Nele, fingimos que "a eleição começou", pois são autorizados carros de
som, comitês e panfletos. Mas não é verdade, como mostram as pesquisas
de intenção de voto. Salvo exceções em uma ou outra cidade, nada
acontece. Tudo permanece congelado.
Aí, o mundo muda subitamente. Nas seis últimas semanas, os eleitores das
cidades onde há emissoras de televisão e rádio passam a receber
quantidades maciças de comunicação.
A cada dia, em cada emissora, uma hora e meia de propaganda eleitoral. Por semana, nove horas e meia.
Os grandes beneficiários são os candidatos a prefeito, que ficam com a
fatia do leão desse precioso tempo: seis horas e meia. Normalmente, não
são mais do que seis ou sete em cada cidade, dos quais não mais que três
ou quatro competitivos. Os imensos exércitos dos candidatos a vereador —
que passam do milhar nas cidades maiores — ficam com as outras três
horas.
Uns têm tempo de sobra, os outros tão pouco que mal conseguem exibir suas bizarrices.
Ontem começaram as inserções, hoje os programas dos candidatos a
prefeito. Para a vasta maioria dos eleitores, é quando é dada, de fato, a
largada da eleição.
Estão errados os americanos, que têm campanhas que se iniciam um ano e meio antes da eleição?

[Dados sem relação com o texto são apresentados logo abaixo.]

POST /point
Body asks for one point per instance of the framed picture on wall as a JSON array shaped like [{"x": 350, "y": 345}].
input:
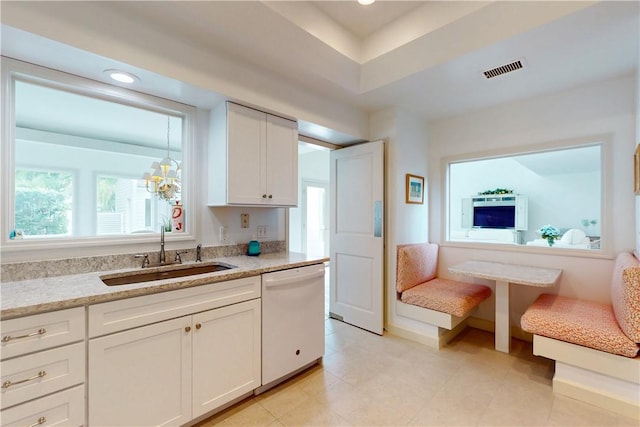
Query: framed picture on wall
[
  {"x": 636, "y": 170},
  {"x": 415, "y": 189}
]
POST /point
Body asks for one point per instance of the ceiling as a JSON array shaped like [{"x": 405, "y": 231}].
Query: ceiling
[{"x": 424, "y": 57}]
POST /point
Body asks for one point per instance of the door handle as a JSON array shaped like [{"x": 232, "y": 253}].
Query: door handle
[{"x": 377, "y": 218}]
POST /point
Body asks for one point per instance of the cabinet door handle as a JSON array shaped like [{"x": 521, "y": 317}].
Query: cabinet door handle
[
  {"x": 8, "y": 384},
  {"x": 40, "y": 421},
  {"x": 40, "y": 331}
]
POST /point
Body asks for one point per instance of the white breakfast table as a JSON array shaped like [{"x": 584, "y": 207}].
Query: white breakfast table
[{"x": 504, "y": 274}]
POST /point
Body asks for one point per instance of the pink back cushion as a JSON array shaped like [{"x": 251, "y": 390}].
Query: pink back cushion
[
  {"x": 416, "y": 264},
  {"x": 625, "y": 294}
]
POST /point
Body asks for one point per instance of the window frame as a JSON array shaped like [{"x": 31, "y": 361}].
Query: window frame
[
  {"x": 606, "y": 230},
  {"x": 13, "y": 70}
]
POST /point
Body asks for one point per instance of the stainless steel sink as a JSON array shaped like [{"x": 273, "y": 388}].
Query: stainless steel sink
[{"x": 162, "y": 273}]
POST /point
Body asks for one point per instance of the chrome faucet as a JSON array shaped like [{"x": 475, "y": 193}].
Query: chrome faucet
[
  {"x": 162, "y": 257},
  {"x": 199, "y": 252}
]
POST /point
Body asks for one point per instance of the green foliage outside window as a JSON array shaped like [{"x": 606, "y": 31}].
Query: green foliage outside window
[{"x": 43, "y": 200}]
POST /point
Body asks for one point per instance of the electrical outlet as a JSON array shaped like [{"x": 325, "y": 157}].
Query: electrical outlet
[{"x": 224, "y": 234}]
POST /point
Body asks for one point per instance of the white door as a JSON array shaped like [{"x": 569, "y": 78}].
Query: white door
[{"x": 357, "y": 245}]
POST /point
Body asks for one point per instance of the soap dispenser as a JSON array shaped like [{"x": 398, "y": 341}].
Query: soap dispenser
[{"x": 254, "y": 247}]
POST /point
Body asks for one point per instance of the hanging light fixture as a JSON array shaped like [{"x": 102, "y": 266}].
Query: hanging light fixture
[{"x": 164, "y": 181}]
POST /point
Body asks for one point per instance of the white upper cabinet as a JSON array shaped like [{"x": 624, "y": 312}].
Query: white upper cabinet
[{"x": 253, "y": 158}]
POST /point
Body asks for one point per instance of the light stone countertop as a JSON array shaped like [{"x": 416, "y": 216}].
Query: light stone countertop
[
  {"x": 27, "y": 297},
  {"x": 512, "y": 273}
]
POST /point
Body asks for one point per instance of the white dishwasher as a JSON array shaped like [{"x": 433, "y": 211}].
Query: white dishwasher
[{"x": 292, "y": 320}]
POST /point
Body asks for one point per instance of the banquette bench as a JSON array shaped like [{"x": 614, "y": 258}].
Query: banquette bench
[
  {"x": 427, "y": 298},
  {"x": 595, "y": 345}
]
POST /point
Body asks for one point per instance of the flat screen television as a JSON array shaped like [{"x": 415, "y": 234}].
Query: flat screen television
[{"x": 494, "y": 216}]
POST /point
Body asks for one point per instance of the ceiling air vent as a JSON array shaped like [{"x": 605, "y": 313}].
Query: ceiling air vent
[{"x": 503, "y": 69}]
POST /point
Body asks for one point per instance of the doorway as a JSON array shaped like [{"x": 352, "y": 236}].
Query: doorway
[
  {"x": 309, "y": 222},
  {"x": 315, "y": 218}
]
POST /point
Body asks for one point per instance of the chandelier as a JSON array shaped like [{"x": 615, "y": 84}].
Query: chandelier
[{"x": 164, "y": 181}]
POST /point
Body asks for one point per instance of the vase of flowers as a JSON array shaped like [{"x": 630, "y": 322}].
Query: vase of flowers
[{"x": 550, "y": 233}]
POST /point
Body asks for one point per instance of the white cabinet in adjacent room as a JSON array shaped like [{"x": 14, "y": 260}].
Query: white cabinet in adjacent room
[{"x": 253, "y": 158}]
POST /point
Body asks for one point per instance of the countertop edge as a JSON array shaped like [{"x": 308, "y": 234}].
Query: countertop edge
[{"x": 271, "y": 263}]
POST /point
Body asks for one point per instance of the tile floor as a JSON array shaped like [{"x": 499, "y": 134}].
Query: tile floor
[{"x": 368, "y": 380}]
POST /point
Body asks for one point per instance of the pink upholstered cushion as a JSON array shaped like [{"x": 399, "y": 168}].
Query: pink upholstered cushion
[
  {"x": 585, "y": 323},
  {"x": 625, "y": 294},
  {"x": 448, "y": 296},
  {"x": 416, "y": 263}
]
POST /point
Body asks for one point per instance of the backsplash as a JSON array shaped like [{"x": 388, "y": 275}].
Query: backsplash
[{"x": 61, "y": 267}]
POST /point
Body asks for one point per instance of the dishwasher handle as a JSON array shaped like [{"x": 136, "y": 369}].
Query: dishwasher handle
[{"x": 272, "y": 283}]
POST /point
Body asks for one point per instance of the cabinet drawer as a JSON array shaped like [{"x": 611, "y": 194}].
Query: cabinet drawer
[
  {"x": 41, "y": 331},
  {"x": 34, "y": 375},
  {"x": 61, "y": 409},
  {"x": 130, "y": 313}
]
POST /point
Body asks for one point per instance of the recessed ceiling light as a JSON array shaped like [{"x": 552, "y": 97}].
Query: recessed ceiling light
[{"x": 122, "y": 76}]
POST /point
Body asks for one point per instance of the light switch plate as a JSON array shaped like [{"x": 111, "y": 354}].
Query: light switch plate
[{"x": 224, "y": 234}]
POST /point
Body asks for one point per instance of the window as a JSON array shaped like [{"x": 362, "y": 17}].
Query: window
[
  {"x": 43, "y": 202},
  {"x": 78, "y": 155},
  {"x": 507, "y": 199}
]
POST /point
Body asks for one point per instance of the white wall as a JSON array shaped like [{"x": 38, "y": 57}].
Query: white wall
[
  {"x": 405, "y": 152},
  {"x": 637, "y": 140},
  {"x": 603, "y": 108},
  {"x": 312, "y": 166}
]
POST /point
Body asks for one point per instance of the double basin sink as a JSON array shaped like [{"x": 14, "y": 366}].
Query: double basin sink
[{"x": 169, "y": 272}]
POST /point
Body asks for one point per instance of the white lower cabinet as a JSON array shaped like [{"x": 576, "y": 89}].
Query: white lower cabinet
[
  {"x": 171, "y": 372},
  {"x": 226, "y": 355},
  {"x": 141, "y": 377},
  {"x": 65, "y": 408}
]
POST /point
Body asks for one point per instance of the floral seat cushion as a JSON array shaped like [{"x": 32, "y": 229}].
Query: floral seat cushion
[
  {"x": 448, "y": 296},
  {"x": 625, "y": 294},
  {"x": 585, "y": 323}
]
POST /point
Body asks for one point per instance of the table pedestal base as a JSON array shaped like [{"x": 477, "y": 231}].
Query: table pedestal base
[{"x": 503, "y": 329}]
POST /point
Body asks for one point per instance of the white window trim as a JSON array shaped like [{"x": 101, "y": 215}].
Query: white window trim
[
  {"x": 76, "y": 246},
  {"x": 606, "y": 246}
]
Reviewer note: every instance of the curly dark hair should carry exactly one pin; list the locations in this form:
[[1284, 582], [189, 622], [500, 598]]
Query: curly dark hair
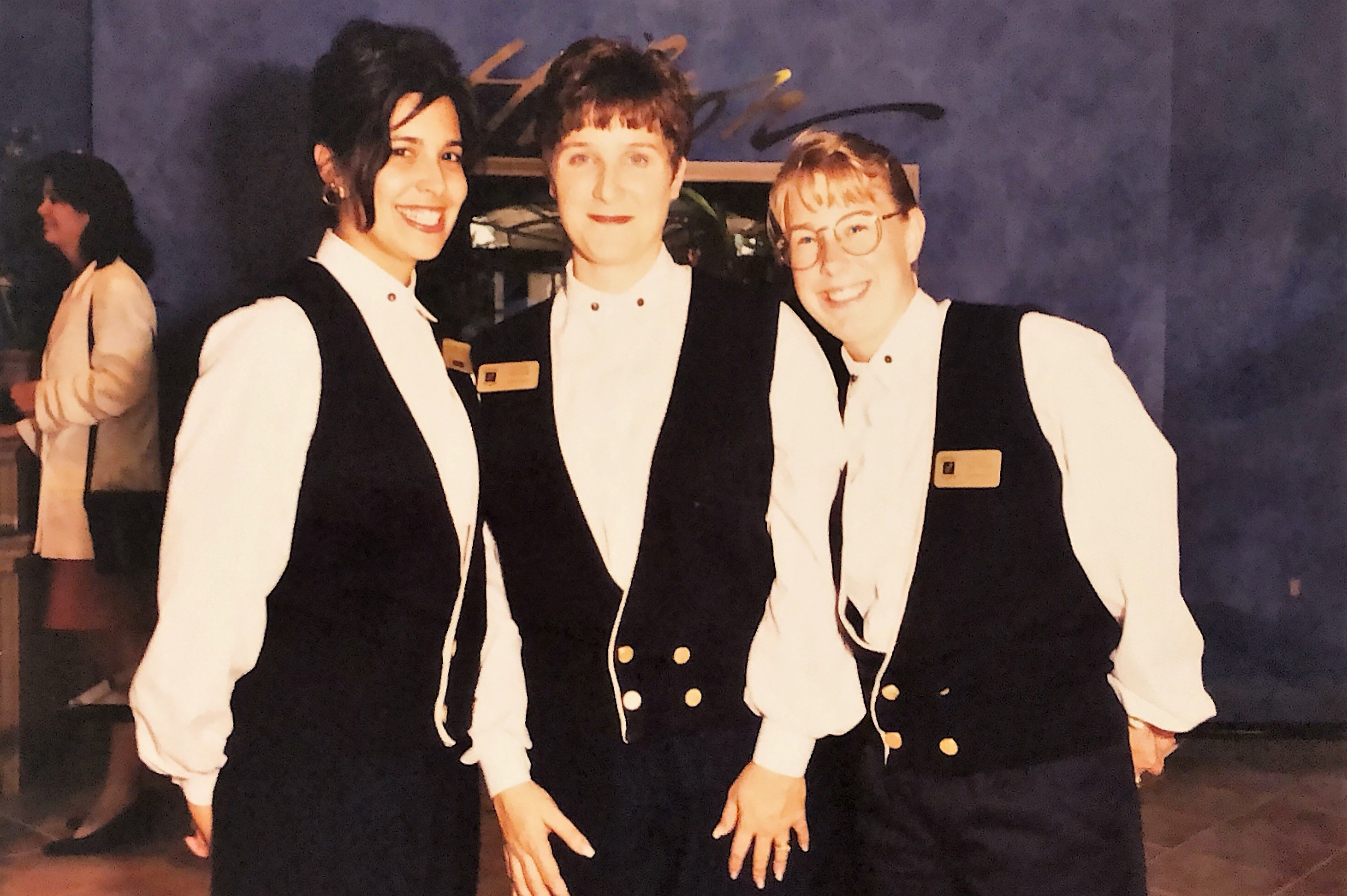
[[95, 188], [357, 84]]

Certos estamos nós? É bom para a democracia que os eleitores sejam
bombardeados de informação durante poucas semanas — do jornalismo que dá
destaque ao tema apenas na reta final, às horas de propaganda
"gratuita", aos debates que se multiplicam em cada emissora, às dezenas
de pesquisas que são divulgadas uma após a outra?
Alguém acha que decisões eleitorais tomadas nessas condições e na última hora são melhores?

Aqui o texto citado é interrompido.